ASCENDAS Real Estate Investment Trust (A-Reit) has turned developer, and will build two warehouse retail facilities costing up to $128 million. It is understood that this will be a first for a Singapore Reit.

Reits are not restricted from developing properties but conditions do apply.

According to the updated Code of Collective Investment Schemes which was out in Oct 20, 2005, and issued by the Monetary Authority of Singapore, the total contract value of property development activities undertaken and investments in uncompleted property developments should not exceed 10 per cent of a property fund’s deposited property. The value of A-Reit’s two development projects currently accounts for about 4.7 per cent of its deposited property. A-Reit has a book value of $2.6 billion.
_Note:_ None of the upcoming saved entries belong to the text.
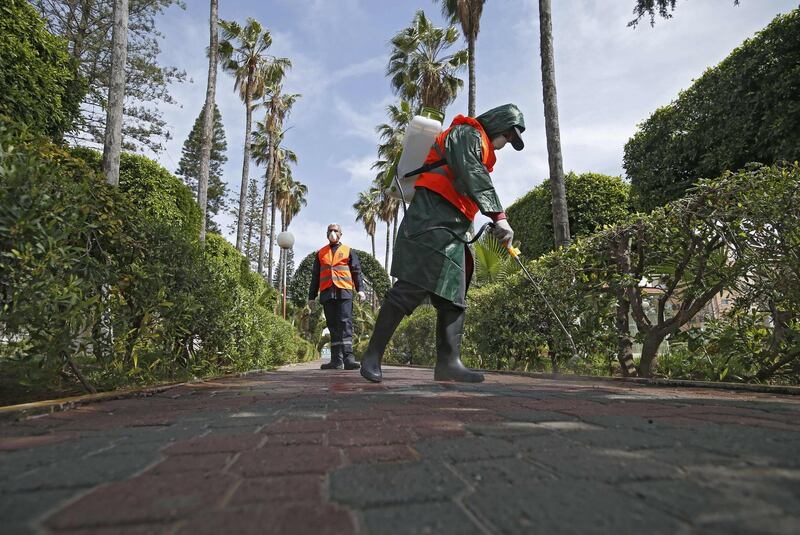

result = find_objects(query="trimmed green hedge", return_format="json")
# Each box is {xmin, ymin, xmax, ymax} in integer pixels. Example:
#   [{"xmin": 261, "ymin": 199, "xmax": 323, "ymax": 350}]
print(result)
[
  {"xmin": 0, "ymin": 123, "xmax": 314, "ymax": 398},
  {"xmin": 623, "ymin": 9, "xmax": 800, "ymax": 211},
  {"xmin": 506, "ymin": 173, "xmax": 631, "ymax": 258}
]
‘The two separate warehouse retail facilities will be developed for Cold Storage Singapore (1983) Pte Ltd for its Giant operations, a leading hypermarket operator in Singapore, and for Courts (Singapore) Ltd, a leading furniture and electrical product distributor,’ said A-Reit. It has already signed separate letters of offer with Cold Storage Singapore and Courts Singapore Ltd, detailing its agreement to develop the two individual warehouse retail facilities. Cold Storage and Courts have, in turn, committed to long-term leases.

‘We are pleased to have the opportunity to participate in this new concept to embark on A-Reit’s first two development projects,’ said Tan Ser Ping, CEO of A-Reit’s manager Ascendas-MGM Funds Management Ltd.

A-Reit said it will capitalise the holding cost for the developments to the respective projects and no income will be received during the development period. As a result, the two developments have no impact on A-Reit’s distributable income per unit during the development period. The pro forma financial effect of the completed acquisitions on the distribution per unit for the financial year ended March 31, 2005, would be an additional 0.36 cents per unit.

Both properties are located along Tampines Avenue 10. They were launched under the pilot Warehouse Retail Scheme in April 2004 by the Singapore Economic Development Board. Not less than 60 per cent of the gross floor area of the facility must be used in an industrial or warehousing nature.

Cold Storage is planning its 40,000 sq m facility for its Giant hypermarket operations. It will cost $66 million and is expected to be completed in early 2007. Upon completion, Cold Storage will sign a 29-year lease with A-Reit. The proposed rent is calculated based on a weighted average of retail and warehouse rental rates.

Courts will sign a 10-year lease with A-Reit upon completion of its 20,830 sq m facility in late 2006. The development cost is $55-$62 million.